Der Sergeant reagierte nicht. Auch sein Kollege nicht.
Mir riss der Faden.
Ich gab Gas.
Donnergrollen brach vorne unter der langen Haube aus. Das ganze riesige Geschütz schüttelte sich unter der bevorstehenden Anstrengung. Die 510 PS des Kenworth T680 erwachten zu röhrendem Leben. Ich wechselte von der Bremse aufs Gaspedal, trat es durch. Ein Rucken lief durch die Zugmaschine und ihre Anhängelast. Es war, als sträubte sich der Bronzegaul hinter mir wie ein Esel. Doch nur für einen Atemzug.
Denn dann packte der Sechszylinder zu wie eine Herde Büffel im Zuggeschirr. Mit voller Kraft nahm das Gespann Fahrt auf. Ich zog ein Stück nach rechts, nur so weit, dass ich die Bordsteinkante nicht touchierte.
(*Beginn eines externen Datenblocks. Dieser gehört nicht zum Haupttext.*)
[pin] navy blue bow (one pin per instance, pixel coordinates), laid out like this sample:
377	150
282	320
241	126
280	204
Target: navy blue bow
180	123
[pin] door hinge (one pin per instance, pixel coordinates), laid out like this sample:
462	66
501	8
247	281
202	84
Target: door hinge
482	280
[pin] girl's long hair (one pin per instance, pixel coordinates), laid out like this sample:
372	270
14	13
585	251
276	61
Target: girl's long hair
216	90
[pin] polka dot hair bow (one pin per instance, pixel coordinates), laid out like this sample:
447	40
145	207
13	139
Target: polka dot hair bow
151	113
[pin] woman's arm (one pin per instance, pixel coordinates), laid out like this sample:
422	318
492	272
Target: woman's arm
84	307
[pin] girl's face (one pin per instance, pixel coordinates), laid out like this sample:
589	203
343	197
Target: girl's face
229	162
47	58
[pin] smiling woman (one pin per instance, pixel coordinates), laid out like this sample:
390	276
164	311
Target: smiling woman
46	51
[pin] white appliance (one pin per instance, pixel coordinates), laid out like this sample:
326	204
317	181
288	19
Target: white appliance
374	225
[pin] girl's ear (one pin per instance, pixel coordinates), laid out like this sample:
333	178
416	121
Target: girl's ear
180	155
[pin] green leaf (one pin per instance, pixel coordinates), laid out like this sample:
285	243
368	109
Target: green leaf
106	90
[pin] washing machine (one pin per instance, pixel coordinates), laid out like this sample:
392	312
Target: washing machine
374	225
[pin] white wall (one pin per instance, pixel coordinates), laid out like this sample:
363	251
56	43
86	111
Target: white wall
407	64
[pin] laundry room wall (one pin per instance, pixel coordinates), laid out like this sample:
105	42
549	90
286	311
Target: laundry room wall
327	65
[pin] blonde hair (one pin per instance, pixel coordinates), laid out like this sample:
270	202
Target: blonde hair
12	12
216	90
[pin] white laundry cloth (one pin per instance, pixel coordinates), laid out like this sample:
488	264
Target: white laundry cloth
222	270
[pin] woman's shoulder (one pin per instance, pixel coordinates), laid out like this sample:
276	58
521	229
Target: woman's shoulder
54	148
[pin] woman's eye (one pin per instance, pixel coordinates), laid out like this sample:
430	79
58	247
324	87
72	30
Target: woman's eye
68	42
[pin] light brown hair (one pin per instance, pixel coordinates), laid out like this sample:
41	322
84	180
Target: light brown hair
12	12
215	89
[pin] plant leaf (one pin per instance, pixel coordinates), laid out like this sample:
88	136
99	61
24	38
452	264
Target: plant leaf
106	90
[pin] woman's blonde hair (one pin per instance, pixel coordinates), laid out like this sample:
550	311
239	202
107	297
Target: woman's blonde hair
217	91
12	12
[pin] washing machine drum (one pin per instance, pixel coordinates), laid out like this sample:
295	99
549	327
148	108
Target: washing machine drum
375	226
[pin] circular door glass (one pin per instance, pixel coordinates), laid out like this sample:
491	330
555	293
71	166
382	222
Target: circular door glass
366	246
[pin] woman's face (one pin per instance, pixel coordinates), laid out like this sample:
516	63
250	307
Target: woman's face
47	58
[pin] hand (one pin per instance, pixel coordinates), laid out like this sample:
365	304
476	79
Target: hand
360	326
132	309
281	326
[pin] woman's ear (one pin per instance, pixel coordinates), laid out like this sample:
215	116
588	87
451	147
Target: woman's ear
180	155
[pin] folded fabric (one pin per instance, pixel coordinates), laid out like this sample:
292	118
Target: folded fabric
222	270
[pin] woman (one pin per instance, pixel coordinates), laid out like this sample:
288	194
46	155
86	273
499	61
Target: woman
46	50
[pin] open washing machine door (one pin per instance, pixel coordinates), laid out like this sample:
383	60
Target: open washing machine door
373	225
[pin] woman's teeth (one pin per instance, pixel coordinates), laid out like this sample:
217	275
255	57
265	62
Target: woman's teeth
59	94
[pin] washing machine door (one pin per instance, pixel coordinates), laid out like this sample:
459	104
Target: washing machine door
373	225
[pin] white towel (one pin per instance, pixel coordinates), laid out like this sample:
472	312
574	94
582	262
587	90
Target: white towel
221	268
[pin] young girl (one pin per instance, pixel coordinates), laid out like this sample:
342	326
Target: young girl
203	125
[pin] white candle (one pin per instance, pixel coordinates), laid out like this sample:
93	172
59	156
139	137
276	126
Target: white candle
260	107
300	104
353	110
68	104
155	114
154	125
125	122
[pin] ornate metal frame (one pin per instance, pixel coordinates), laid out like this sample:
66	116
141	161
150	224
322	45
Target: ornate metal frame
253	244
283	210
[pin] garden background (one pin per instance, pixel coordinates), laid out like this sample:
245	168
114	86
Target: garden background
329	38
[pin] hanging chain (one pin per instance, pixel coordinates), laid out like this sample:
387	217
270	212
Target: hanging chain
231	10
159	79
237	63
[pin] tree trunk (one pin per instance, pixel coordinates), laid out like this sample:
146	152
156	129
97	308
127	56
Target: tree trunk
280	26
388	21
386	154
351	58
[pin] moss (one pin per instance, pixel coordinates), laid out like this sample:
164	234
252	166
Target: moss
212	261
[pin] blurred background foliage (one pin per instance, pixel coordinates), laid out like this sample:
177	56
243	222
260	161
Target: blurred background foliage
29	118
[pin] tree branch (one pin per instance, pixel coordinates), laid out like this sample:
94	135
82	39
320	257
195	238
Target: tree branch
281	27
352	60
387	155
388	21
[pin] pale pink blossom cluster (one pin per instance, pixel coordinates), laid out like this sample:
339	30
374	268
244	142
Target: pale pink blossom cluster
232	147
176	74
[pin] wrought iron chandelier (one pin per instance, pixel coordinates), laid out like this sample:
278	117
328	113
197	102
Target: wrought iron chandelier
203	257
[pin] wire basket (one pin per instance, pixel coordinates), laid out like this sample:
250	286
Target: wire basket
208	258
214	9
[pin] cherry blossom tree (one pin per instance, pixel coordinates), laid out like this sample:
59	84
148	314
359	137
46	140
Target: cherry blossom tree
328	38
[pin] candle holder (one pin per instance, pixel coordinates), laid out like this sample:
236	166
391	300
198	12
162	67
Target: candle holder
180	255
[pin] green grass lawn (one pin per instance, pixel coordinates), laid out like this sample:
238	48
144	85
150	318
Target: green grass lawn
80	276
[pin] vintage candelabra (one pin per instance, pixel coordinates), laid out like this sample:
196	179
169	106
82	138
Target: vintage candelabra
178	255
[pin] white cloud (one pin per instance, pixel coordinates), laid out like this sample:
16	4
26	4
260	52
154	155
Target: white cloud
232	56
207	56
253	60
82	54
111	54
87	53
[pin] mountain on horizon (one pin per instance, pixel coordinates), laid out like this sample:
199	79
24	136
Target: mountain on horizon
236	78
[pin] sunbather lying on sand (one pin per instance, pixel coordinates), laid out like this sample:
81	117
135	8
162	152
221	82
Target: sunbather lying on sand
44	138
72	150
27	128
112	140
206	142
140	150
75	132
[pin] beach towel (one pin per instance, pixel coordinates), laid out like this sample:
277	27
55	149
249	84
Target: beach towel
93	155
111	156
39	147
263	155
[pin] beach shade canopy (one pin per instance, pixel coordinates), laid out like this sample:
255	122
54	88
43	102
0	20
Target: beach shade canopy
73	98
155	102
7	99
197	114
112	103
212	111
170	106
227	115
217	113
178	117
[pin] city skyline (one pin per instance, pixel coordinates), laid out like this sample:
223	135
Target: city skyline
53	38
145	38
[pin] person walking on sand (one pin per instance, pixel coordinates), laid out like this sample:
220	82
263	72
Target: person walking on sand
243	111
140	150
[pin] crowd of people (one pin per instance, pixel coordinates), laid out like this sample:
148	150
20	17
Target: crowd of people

Der wummernde Motor übertönte alles – das Gebrüll des Sergeants und die Schreie der Menschen. Rechts vor mir rannten sie, was sie konnten. Viele nutzten die freie Straßenfläche zur Flucht. Der vordere Teil des Trauerzugs war immerhin schon zweihundert Yards entfernt.
Ich setzte dem Lärm noch eins drauf und löste die Fanfare aus. Vom Dach des Fahrerhauses trompetete es wie vor den Mauern von Jericho. Der Fahrer des Streifenwagens hatte sein Funkmikro weggeworfen und schaltete die Sirene ein. Gegen meine Fanfare klang sie dünn. Gleichzeitig versuchte er, die Automatik auf Rückwärts zu reißen und den Streifenwagen in Sicherheit zu bringen. Es war zu viel auf einmal. Es klappte nicht.
Die Stoßfänger der Kenworth-Front waren tief genug, um den blau-weißen Chevrolet unterhalb seiner Gürtellinie zu fassen zu kriegen. Das Schmettern der Fanfare und das Heulen der Sirene vereinten sich zu wahrem Höllenlärm, als der Kenworth-Stahl den Kotflügel des Chevy quetschte und Widerstand am oberen Viertel von Vorderrad und Felge fand.
Der Streifenwagen fing zu rutschen an. Schräg von oben sah ich das entsetzte Gesicht des Cops hinter dem Lenkrad. Er tat mir leid, doch ich wusste, dass ihm nichts Ernsthaftes passieren würde. Es sei denn, mein Bronzepferd flog schon jetzt in die Luft, in den nächsten Sekunden.
Ich gab mehr Gas. Den Streifenwagen schob es beiseite wie ein Spielzeugauto. Die Reifen radierten über den Asphalt. Ihr Kreischen bildete die dritte Stimme zum Duett von Fanfare und Sirene. Links von mir klatschte es. Ich spürte einen sengenden Luftzug. Im selben Moment sah ich ein Loch in der Windschutzscheibe, links oben.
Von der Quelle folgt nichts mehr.